I have not been back in the US in 10 years and that alone makes me nervous, but mostly, I have no idea what to expect at the wedding with my mother. She loves to play the victim and tells all kinds of untrue stories about me to the family. I've tried to mend the relationship many times, but she still holds these weird grudges against me and badmouths me to the rest of the family. She plays weird games that remind me of a high-schooler, like blocking me from seeing certain posts on Facebook, but allowing others when she wants to make a point.
I have no idea how to behave when I see her, and I am sure I will have to see her, at the very least, for photos and such.
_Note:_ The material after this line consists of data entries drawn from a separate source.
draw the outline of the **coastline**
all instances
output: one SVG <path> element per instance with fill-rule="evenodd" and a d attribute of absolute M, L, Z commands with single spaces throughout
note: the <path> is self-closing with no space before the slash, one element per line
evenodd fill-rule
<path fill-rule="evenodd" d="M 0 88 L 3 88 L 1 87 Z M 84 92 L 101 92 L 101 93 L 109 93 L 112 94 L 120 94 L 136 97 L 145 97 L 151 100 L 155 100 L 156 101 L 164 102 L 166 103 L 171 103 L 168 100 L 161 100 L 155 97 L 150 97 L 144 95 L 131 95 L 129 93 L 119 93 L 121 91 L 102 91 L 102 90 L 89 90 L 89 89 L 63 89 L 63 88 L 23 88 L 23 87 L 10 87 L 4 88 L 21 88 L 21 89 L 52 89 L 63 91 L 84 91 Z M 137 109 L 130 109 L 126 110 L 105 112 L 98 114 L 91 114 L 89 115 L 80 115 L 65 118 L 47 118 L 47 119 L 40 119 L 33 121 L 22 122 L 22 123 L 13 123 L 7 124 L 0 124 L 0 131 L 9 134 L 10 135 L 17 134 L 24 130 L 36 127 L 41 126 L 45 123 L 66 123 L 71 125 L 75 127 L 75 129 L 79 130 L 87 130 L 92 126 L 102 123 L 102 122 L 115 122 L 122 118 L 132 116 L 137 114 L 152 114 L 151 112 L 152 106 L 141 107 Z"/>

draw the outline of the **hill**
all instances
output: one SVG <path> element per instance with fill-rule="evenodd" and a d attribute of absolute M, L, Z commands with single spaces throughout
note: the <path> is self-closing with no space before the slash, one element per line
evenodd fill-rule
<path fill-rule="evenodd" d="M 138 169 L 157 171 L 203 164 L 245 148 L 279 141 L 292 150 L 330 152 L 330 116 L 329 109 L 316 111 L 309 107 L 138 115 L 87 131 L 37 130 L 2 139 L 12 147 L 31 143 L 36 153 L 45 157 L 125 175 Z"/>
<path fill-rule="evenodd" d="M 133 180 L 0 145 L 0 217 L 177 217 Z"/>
I have already spoken to my sister and one auntie I am close with to make sure our seating is separate (my sister totally understands my issues with our Mom, she's just more conflict avoidant than I am), but I am feeling extremely anxious about this trip. I guess I plan to just be cordial, like I would to any stranger? But she's not a stranger. Do I just smile and avoid having to interact with her as much as possible? I can't not attend my sister's wedding-- this means the world to her, and I have a few administrative tasks I need to get done while back in the US, but most of all, I want to be there for her. I have not been home in so long or been part of any other family functions, but as she is the only blood family left in my life, I want to be there on her big day.
Any tips or advice on how to avoid any conflict while maintaining poise and grace?